Kenetic’s Bluetooth-enabled, battery-powered, and fully rechargeable Reflex, which fastens to pant waistbands with a spring-loaded retention clip, is packed with sensors that detect injury-causing activities. Algorithms classify motions like bending, overreaching, and twisting and self-calibrate each session to trigger alerts, enabling workers to toggle between information stored on the device and steps or goals set by employers. (Reflex creates a map of the wearer’s body that measures things like angles, changes in height, and hip movement to estimate how their back is contorting.) Employees get daily and weekly breakdowns of activity, as well as additional insights and progress toward benchmarks. Employers see metrics by job type or individual, type of high-risk posture, and predictive analytics that attempt to shed light on the root cause of each injury.

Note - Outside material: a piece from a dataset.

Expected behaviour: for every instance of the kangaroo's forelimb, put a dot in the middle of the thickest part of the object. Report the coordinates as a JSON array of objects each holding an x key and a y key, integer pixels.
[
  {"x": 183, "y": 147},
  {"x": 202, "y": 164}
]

“[Algorithmic] training was done on a large dataset of workers of differing heights, weights and gender and algorithms were developed that could extract body motion in real-time from the sensor data,” a Kinetic spokesperson told VentureBeat. “Using a single sensor data point on the hip was important because the main challenge is to develop a discrete device workers are comfortable wearing even as they do intense physical labor. The belt seemed like a perfect location to put this on.”

Kinetic Reflex

During the pandemic, Kinetic has introduced a new program that enables Reflex devices to encourage social distancing between workers. The devices vibrate lightly whenever employees get too close to each other, and a real-time dashboard of contacts allows for daily active monitoring with contact tracing. Managers can see how many exposures an employee has had during a given time frame, exactly who those exposures involved, the duration of each exposure, and the segment of the workforce where they occurred.

Kinetic claims tens of thousands of workers have worn Reflex devices in hundreds of facilities around the world. Customers range from companies in retail, logistics, and manufacturing industries, including six of the Fortune 50. Elhawary declined to disclose the company’s annual recurring revenue, but he told VentureBeat via email that year-to-date revenue has increased by four times.

Kinetic Reflex

Crosslink Capital, Primary Ventures, and Nationwide’s venture capital arm participated in Kinetic’s series A, alongside new investors Prologis Ventures and Ubiquity Ventures. The round follows a $4.5 million seed round in October 2018.